RON: Yeah, and you mentioned a couple of really good ones there about potentially buffering, right, because you can't have that happen during a B2B auction And it was to try to help the vendor to make sure that they keep things in stock. And I had a couple other thoughts because there's a couple other tips and strategies there too. So you mentioned potentially buffering. So if they had a hundred say there's forty, right? So that they do that, and then the other one you said was potentially increase the lead time,
Another one might be is to change the low-stock notification. Maybe with that vendor they typically stock a hundred. And then we set up a little stock notification that, as soon as they get down to ten, it automatically triggers a notification to them so they can reorder and start stocking some more and they're always late, they never stock them fast enough. So we bump that up when they get down to thirty, we force them to reorder.
How do you enforce that? And now the fourth tip, "rules of engagement." Maybe you give them three strikes, right? If you're out of stock three times and the buying group can't buy your product, then you're no longer able to stock that particular product because you can't fulfill it to our buying group's needs.

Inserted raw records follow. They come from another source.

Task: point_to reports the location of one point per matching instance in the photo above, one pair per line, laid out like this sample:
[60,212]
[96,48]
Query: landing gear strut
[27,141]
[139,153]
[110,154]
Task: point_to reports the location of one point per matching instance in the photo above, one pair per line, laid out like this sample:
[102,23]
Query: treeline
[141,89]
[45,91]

So maybe part of the thing is, you know, your first strike will go in and set and adjust a low-stock notification and we'll bump that up. You had a you know, you didn't have a notification, so now you have to have a notification. So they put one on, they run out of stock a second time. Maybe we bump up their lead time, maybe we lower their score. They're no longer a power seller right. They get demoted to average score. Or maybe they're a little even more intense: red, yellow, and green. Maybe they're a yellow supplier, which is a warning, right? They may not fill in time. And then part of the rule of engagement, if they run out of stock a third time, you take them off.
I mean, you can imagine, if that happened with Costco. You just wouldn't be in Costco anymore, would you? You'd lose your biggest seller. Wal-Mart wouldn't put up with that. Costco wouldn't put up with that. So you have to think about that. If they're trusting you to come in and service their buyers, you need to ensure that you can service the buyers with inventory management solutions. Lead times is even more important than pricing or information about the product pictures and everything. I mean, most people know what they want to buy. They know about what it's going to cost. They might even go to somebody a little more expensive if they can trust they can get the quantity they need in time for a job.
Can you imagine a pool manufacturer working on a pool at the J.W. Marriott? That's a $3 million pool and they can't get their equipment for three weeks, how much that would cost.